Kinetic modeling study of benzene and PAH formation in laminar methane flames

Abstract

Methane is probably the most frequently studied hydrocarbon fuel. Both its oxidation mechanism and its pyrolysis to higher-mass products have received considerable attention. In order to have a glance into the combustion chemistry of methane, a detailed kinetic model was developed to reproduce the fuel decomposition and the formation of benzene and PAHs in laminar methane flames. The model was validated against the experimental data from previous works on premixed flames, counter flow diffusion flames, and finally the coflow diffusion flames experimentally investigated in this work.

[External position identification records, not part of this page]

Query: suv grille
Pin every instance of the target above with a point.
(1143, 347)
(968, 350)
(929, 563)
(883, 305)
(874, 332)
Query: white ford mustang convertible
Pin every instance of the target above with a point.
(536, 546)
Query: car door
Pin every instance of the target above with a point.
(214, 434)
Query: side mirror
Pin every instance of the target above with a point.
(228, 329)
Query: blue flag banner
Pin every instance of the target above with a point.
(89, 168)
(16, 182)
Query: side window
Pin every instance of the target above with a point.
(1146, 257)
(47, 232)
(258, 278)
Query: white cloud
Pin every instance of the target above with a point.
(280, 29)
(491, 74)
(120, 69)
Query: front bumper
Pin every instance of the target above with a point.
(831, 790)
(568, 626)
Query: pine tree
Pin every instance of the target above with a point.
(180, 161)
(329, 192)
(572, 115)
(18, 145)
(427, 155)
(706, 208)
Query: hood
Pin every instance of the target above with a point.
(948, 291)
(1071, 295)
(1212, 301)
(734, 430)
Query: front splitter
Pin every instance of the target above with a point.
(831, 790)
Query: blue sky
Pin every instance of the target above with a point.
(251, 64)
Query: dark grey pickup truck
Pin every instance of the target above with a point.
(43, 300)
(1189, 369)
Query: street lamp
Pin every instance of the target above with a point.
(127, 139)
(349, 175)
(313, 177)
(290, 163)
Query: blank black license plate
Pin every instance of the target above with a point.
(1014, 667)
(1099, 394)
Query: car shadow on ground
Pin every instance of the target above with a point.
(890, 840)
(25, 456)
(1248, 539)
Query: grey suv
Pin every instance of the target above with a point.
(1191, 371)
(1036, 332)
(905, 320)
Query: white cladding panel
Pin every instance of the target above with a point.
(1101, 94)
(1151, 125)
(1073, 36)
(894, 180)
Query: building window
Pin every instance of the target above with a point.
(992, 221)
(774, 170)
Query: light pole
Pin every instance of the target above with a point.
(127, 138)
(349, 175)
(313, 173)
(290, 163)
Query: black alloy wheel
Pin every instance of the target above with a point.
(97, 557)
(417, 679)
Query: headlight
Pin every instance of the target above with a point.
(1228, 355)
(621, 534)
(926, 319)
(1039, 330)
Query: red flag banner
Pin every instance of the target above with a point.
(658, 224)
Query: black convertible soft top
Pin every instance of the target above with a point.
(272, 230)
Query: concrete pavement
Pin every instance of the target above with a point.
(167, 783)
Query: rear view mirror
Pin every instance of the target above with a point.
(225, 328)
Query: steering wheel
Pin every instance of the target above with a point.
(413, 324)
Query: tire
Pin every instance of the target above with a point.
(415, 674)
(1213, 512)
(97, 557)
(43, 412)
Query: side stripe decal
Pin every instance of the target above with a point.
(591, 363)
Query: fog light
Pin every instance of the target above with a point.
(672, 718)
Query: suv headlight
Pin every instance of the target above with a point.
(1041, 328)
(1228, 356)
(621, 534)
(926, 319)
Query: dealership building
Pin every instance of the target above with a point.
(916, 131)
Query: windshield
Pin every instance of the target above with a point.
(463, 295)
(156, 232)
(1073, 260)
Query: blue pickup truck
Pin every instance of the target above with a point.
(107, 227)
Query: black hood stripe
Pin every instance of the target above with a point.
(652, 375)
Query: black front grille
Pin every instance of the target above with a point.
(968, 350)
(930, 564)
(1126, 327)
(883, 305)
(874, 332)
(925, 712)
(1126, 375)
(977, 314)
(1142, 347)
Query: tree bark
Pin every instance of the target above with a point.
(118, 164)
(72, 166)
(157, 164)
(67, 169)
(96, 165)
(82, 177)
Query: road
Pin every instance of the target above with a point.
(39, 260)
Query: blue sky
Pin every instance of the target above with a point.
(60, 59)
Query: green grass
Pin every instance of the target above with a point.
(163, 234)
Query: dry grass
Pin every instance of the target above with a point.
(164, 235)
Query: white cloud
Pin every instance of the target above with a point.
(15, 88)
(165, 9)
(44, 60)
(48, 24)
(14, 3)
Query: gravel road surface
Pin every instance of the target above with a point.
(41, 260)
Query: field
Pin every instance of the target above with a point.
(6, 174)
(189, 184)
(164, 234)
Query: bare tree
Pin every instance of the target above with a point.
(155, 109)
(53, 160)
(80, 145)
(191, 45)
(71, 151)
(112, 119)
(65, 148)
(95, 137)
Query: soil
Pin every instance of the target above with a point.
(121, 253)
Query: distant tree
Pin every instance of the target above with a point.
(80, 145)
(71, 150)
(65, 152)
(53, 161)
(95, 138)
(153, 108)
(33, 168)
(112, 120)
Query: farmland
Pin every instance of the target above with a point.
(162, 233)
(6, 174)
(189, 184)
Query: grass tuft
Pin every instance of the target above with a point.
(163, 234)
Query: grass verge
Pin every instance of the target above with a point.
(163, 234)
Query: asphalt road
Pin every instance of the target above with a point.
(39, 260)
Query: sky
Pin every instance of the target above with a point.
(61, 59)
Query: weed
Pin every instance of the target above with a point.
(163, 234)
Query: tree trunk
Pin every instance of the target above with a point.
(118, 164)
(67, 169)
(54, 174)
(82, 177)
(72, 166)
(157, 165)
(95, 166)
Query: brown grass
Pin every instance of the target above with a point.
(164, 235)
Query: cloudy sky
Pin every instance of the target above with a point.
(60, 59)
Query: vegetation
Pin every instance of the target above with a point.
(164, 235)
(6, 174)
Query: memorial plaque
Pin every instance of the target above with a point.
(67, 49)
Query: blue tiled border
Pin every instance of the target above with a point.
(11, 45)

Reaction pathway analysis highlights the combustion kinetics of methane in various flame conditions, including the differences in fuel consumption paths, and the formation of low molecular weight species, benzene and PAHs. C2–C4 species are important intermediates in the combustion of methane, which significantly control the formation of larger molecules and the emission of pollutants. Resonantly stabilized free radicals, such as propargyl, benzyl and indenyl radicals are major PAH precursors, but other aromatic radicals like phenyl and naphthyl radicals also play a significant role. Their self-recombination reactions or the addition reactions on small hydrocarbon intermediates (e.g., C2 species) are effective aromatic grown pathways in laminar methane flames.